SALT LAKE CITY — All musicals require that its performers act, sing and dance. The Tony Award-winning musical "Once" is no exception, but adds to the requirements the cast doubling as their own orchestra.
Pioneer Theatre Company brings the 2007 Sundance film-turned-Broadway musical to its stage Feb. 15-March 2. The show tells the simple story of an Irish street musician and a Czech woman falling in love through their shared passion for music.
"Music tends to be really important in most cultures, but … music is so much part of these people's lives and so much a part of the community and so much part of how they relate to each other," said Scott Anthony, the L.A.-based actor who plays studio engineer Eamon and serves as the production's assistant musical director. "Having your actors actually play the instruments just helps drive that home in the story."
Because music is so intrinsic to the story, it's important that all the actors also be excellent instrumentalists. Anthony plays seven instruments throughout the course of this production — a daunting prospect for someone with less musical experience.
"I've been playing piano and singing since I was 5 years old," he said. "And picked up guitar, bass, drums, mandolin, all those various other things along the way."

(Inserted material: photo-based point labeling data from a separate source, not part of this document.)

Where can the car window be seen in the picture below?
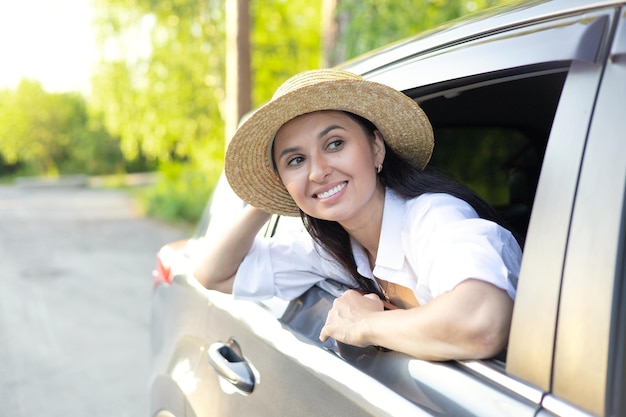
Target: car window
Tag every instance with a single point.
(491, 136)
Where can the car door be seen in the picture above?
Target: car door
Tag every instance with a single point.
(275, 343)
(588, 365)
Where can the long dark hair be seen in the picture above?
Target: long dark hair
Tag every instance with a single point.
(405, 179)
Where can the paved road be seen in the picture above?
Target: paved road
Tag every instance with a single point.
(75, 288)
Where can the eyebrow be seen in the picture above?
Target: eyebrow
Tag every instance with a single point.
(320, 135)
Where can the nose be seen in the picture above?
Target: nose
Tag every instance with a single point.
(319, 168)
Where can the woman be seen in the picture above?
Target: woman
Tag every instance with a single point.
(348, 156)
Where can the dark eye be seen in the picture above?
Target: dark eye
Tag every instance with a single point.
(335, 144)
(296, 160)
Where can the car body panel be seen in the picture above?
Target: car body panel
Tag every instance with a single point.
(594, 257)
(566, 350)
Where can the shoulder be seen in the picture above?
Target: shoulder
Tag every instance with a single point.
(439, 207)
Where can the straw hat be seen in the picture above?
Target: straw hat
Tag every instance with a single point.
(248, 163)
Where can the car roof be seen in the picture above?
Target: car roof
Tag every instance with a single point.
(473, 27)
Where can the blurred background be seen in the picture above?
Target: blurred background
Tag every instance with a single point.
(110, 87)
(114, 118)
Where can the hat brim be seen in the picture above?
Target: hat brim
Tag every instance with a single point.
(248, 167)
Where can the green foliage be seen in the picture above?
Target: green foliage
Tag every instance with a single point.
(51, 134)
(161, 84)
(180, 194)
(285, 40)
(162, 93)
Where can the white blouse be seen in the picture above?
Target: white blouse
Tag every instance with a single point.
(428, 244)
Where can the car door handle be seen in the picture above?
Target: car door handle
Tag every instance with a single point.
(229, 363)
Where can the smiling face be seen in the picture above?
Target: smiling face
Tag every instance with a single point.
(328, 165)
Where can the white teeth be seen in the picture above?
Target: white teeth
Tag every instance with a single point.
(331, 192)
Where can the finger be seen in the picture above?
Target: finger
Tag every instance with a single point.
(324, 335)
(372, 296)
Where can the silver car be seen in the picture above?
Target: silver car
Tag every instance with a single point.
(529, 110)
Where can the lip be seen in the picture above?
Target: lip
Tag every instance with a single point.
(336, 187)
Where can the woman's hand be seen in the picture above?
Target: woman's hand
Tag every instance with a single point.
(349, 319)
(470, 322)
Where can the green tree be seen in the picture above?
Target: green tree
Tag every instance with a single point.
(50, 134)
(364, 25)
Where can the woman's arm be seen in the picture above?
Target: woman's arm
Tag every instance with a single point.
(470, 322)
(218, 265)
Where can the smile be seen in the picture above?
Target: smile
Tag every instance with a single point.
(332, 191)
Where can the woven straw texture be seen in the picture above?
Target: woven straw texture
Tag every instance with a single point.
(248, 166)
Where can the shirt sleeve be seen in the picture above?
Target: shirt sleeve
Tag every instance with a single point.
(451, 244)
(283, 268)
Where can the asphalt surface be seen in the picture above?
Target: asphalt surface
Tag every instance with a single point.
(75, 290)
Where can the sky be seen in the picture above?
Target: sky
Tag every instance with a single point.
(47, 40)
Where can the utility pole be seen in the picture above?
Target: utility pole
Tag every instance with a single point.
(238, 71)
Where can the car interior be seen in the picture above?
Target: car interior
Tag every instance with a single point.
(491, 136)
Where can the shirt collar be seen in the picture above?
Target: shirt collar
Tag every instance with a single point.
(390, 254)
(390, 249)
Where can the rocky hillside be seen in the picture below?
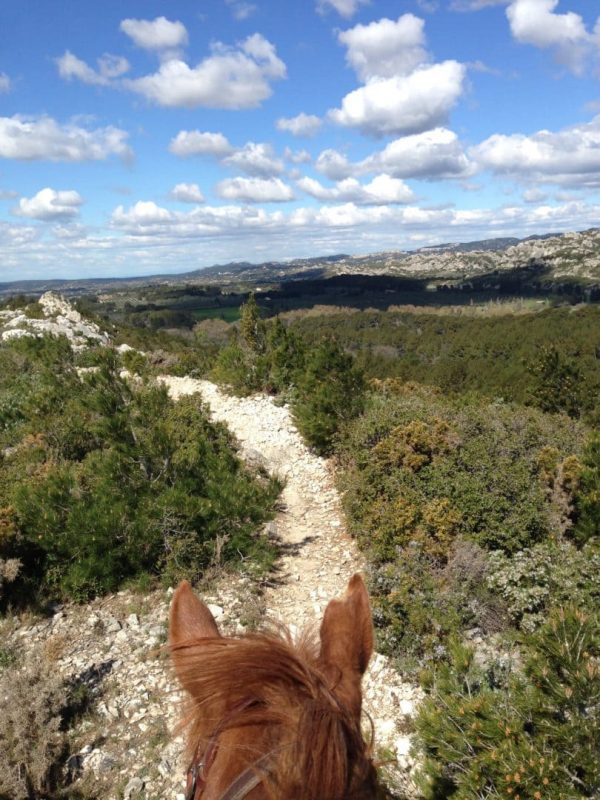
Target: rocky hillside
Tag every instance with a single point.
(54, 316)
(108, 654)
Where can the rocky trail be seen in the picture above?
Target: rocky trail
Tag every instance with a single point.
(318, 556)
(127, 746)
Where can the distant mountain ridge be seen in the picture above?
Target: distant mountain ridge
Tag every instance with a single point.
(567, 256)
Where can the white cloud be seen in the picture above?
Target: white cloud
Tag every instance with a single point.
(534, 22)
(43, 138)
(346, 8)
(49, 204)
(109, 68)
(334, 165)
(534, 196)
(475, 5)
(156, 34)
(255, 190)
(144, 213)
(386, 48)
(241, 9)
(187, 193)
(200, 143)
(403, 105)
(437, 153)
(255, 159)
(569, 157)
(297, 156)
(300, 125)
(434, 154)
(382, 190)
(230, 78)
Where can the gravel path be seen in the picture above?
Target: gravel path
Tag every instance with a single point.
(318, 555)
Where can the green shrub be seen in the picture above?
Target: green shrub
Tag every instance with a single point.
(109, 480)
(33, 744)
(432, 486)
(329, 393)
(533, 735)
(545, 575)
(587, 500)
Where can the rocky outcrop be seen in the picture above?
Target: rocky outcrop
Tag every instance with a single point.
(59, 318)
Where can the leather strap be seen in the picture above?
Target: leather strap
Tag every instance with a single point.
(245, 782)
(201, 763)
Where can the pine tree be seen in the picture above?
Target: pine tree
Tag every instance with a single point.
(587, 500)
(557, 387)
(251, 326)
(330, 392)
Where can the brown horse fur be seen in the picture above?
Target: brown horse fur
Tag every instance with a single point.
(306, 718)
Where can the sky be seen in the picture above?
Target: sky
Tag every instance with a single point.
(141, 137)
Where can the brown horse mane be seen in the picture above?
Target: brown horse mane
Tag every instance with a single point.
(317, 747)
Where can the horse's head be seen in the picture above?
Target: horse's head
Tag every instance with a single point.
(271, 719)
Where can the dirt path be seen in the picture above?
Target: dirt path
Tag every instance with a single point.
(318, 555)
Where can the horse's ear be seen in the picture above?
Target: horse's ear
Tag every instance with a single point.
(347, 639)
(190, 618)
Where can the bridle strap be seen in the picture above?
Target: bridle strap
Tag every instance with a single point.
(244, 783)
(202, 761)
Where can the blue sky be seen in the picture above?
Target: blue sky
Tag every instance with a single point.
(143, 137)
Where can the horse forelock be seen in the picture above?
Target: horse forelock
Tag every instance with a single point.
(315, 743)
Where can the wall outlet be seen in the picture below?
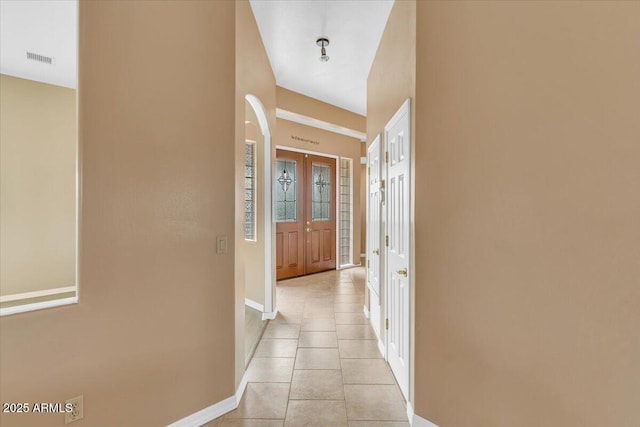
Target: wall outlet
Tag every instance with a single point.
(76, 413)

New York-based actor Cody Craven, who plays Andrej, has a similar story. Thanks to his father's work as a folk jazz musician, Craven found music at a young age. He started with the fiddle, then moved on piano and mandolin as he got older, before adding percussion, guitar, bass and an ever-growing list of instruments to his skill set.
But in this production, Craven and Anthony are not the outliers — they're the standard. The entire cast of PTC's "Once" is multitalented, and most play multiple instruments — or picked up a couple of extras for the show. Mary Fanning Driggs, who plays Baruska, learned to play accordion specifically for PTC's "Once." The heightened musical requirements of the show makes it a perfect opportunity for actor/musicians like Anthony, Craven and the rest of the cast because it combines their passions.
"After seeing the way that the show was done, all I wanted was to be in it," Craven said. PTC's production will be his fourth experience onstage in "Once."
And while "Once" is a demanding show for any actor, PTC's production has taken it further by staging it with set changes and placing it on a bigger stage. Most previous productions of the musical have had minimal props, with the entirety of the action taking place in one set. But Utah theatergoers can expect this production to have set changes, transitions and turntables.
These changes don't come without their share of problems, especially as each change impacts the acoustics of the instruments. Craven said the tech team has worked tirelessly to get things just right.
"They actually just brought in-ear monitors for a couple of us. … Every single instrument is already being wirelessly transmitted," Craven said. "To add in three sets of in-ear monitors on top of all of the other wireless frequencies going on, including the other stage within the same building … I'm astounded at the sound guys' resilience and their ability to navigate all of those wireless channels."
Craven credited the creative team with conceiving a vision for the show long before the actors began rehearsals. He met choreographer Lainie Sakakura months ago when he was auditioning and she already had the choreography planned in her head.
Compared to the original Broadway production, the choreography for the PTC show is "much more of a spectacle in this production," Craven said. "… Lanie is insane — she'll tell you she's crazy." He encountered her vision during his callback audition.
"We were practically cartwheeling around this room, like, on our knees, slapping the floor," he recalled. "We were all drenched in sweat at the end of this dance call looking at each other like, 'What have we gotten ourselves into?'"
In addition to dancing, the performers also sing, play their instruments, stay in character and move scenery. Craven said one of the trickiest things to get right is stepping off the moving turntables while playing an instrument — but even with all of the challenges, he and the other cast members wouldn't be anywhere else.
"Being fortunate enough to make a living doing acting or playing music, … I always feel weird talking about it being hard work," Anthony said. "But it kind of is hard work … doing all of those things at once. It is much harder than any job when you're only doing one of those things."
New York-based actor Zander Meisner, who plays Švec in this production, said he hopes everyone who comes to see "Once" realizes the actors are playing the instruments. People are so used to the idea of them acting, he said, that it's fairly common, especially for those sitting farther back, to assume the actors are mime playing their instruments.
"I'm really, really doing things that most humans shouldn't be able to do," Meisner said. "We are absolutely playing these instruments and there is no orchestra — we are the orchestra. We are listening, we are breathing, it's all one thing. It's all very collaborative between the music and the drama."4 comments on this story
But even with the challenges and balancing act these actors face, Craven said their love for what they do is undiminished.
"Everybody just has so much fun because, you know, most of us would do this for free," Craven said. "To be paid for it is literally a dream come true."
If you go …
What: Pioneer Theatre Company presents “Once”
When: Feb. 15-March 2, Monday-Thursday, 7 p.m.; Friday and Saturday, 7:30 p.m.; Saturday matinées, 2 p.m.